Maryland Arts Budget

2015 Maryland Arts Budget

Wednesday, April 9, 2014

As of April 9, 2014: At midnight at April 7th, the Maryland General Assembly adjourned its 2014 session SINE DIE (Latin for “without day” or for an indefinite period- in this case, until the 2015 session).

The outcomes for our sector are both exciting and, unfortunately, somewhat disappointing. So, let’s start with the good news! As you know, in his FY2015 Budget, Governor Martin O’Malley proposed a 5% increase in the General Fund appropriation for the Maryland State Arts Council. This 5% is equal to about $800,000 and brings the appropriation to its highest ever, $16.2 million; clearly this is well worth celebrating for it is this appropriation that translates into operating grants for more than 260 arts organizations across Maryland as well as other key programs of the Arts Council.

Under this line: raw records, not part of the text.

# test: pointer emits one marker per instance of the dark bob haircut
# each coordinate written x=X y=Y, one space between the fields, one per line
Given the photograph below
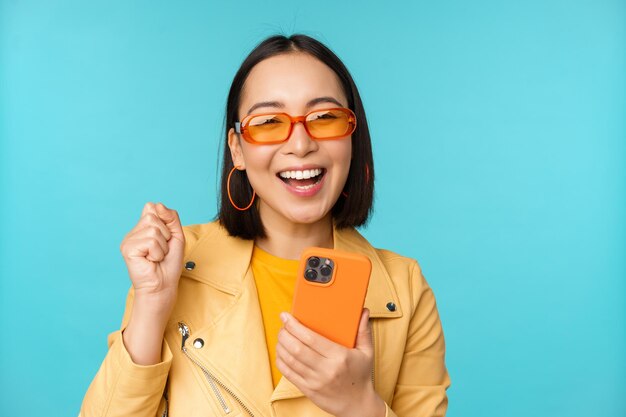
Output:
x=354 y=205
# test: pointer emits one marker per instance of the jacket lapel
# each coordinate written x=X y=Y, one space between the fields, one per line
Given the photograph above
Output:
x=243 y=364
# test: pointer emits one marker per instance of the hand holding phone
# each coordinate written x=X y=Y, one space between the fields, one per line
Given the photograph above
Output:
x=330 y=293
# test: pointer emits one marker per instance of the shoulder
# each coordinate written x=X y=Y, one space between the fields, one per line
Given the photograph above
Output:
x=403 y=272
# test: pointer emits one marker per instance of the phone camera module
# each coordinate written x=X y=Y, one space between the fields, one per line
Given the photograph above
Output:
x=314 y=262
x=326 y=270
x=310 y=274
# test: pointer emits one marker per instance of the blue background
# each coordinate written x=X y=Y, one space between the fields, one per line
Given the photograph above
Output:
x=499 y=138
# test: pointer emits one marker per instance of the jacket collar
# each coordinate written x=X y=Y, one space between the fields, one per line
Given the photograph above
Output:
x=234 y=254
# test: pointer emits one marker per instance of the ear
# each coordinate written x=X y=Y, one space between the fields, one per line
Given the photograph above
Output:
x=234 y=144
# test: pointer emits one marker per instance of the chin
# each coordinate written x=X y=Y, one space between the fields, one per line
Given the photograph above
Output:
x=306 y=216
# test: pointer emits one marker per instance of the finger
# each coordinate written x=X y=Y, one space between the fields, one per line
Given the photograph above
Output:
x=292 y=376
x=151 y=225
x=148 y=248
x=149 y=216
x=315 y=341
x=293 y=362
x=298 y=350
x=364 y=336
x=153 y=232
x=171 y=220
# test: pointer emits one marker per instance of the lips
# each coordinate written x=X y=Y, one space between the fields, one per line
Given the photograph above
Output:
x=303 y=181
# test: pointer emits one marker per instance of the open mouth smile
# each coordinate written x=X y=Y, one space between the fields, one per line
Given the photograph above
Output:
x=305 y=182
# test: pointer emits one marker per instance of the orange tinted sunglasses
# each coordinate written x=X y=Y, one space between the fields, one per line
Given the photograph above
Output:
x=268 y=128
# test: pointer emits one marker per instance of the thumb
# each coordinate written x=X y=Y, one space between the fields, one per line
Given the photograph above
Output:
x=364 y=337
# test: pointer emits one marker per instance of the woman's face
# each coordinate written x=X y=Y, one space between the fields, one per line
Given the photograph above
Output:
x=293 y=83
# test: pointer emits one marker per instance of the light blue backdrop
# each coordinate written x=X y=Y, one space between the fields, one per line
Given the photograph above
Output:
x=499 y=139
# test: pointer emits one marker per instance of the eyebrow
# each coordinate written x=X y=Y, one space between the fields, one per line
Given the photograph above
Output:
x=279 y=105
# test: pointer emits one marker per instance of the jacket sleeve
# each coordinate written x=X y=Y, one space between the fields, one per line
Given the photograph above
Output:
x=123 y=388
x=423 y=379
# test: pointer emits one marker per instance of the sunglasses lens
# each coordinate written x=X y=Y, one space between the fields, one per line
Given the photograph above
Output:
x=330 y=123
x=269 y=127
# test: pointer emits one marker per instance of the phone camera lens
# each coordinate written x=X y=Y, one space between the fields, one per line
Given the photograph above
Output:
x=310 y=274
x=314 y=262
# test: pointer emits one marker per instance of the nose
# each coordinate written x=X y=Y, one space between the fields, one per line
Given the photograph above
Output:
x=300 y=143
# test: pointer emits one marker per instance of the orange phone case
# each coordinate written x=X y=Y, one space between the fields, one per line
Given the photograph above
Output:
x=333 y=309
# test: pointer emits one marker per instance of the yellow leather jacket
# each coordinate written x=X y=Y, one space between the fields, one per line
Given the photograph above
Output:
x=214 y=357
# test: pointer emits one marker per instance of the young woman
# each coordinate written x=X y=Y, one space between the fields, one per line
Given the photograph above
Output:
x=206 y=329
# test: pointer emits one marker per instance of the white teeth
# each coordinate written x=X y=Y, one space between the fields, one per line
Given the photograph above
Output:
x=304 y=174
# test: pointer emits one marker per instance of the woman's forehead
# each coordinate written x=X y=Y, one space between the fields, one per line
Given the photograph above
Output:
x=293 y=80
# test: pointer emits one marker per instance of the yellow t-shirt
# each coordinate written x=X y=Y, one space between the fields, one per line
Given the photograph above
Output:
x=275 y=280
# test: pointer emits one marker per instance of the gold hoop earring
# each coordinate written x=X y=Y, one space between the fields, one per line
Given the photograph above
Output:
x=230 y=197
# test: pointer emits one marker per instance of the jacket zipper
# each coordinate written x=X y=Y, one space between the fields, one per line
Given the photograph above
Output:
x=374 y=358
x=183 y=329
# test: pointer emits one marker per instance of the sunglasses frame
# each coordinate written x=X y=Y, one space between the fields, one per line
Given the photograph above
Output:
x=242 y=127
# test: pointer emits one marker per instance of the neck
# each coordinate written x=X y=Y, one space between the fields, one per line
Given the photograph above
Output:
x=287 y=240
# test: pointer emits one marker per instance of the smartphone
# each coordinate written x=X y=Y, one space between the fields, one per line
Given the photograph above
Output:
x=330 y=293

Another exciting outcome is the expansion of the definition of a “qualified residing artist” under the state’s Arts & Entertainment (A&E) District law. The law restricted the income tax subtraction modification benefit to only artists who lived in the county/city where the A&E district was located, and could only be applied to art created and sod in that same district. With the Governor’s signature, this change will allow ANY Maryland resident to take advantage of this credit on work created and sold in ANY of Maryland’s 22 A&E districts. This should be a great boost for all of the A&E districts for further revitalization and certainly helps working artists from all over Maryland who may now choose to create and sell their art in any A&E district in the state.

Now, for the disappointing new- In the waning hours of the 2014 General Assembly Session, a deal was struck to increase the amount of available Film Tax credit in Maryland from the $7.5 million that was proposed by the Governor, to $15 million (and potentially, to $18.5 million). To do that, the funding which the Governor directed in his budget to the Special Fund for the Preservation of Cultural Arts, for both the current fiscal year and next fiscal year, will now be made available for the Maryland Film Tax Credit, and is therefore not available for its intended purpose. This is particularly stinging to the arts community in that these funds were specifically set aside for the purpose of helping out sector strengthen its organizational capacity and fiscal stability to better serve our citizens and to be better stewards of Maryland’s wonderful public investment in the arts.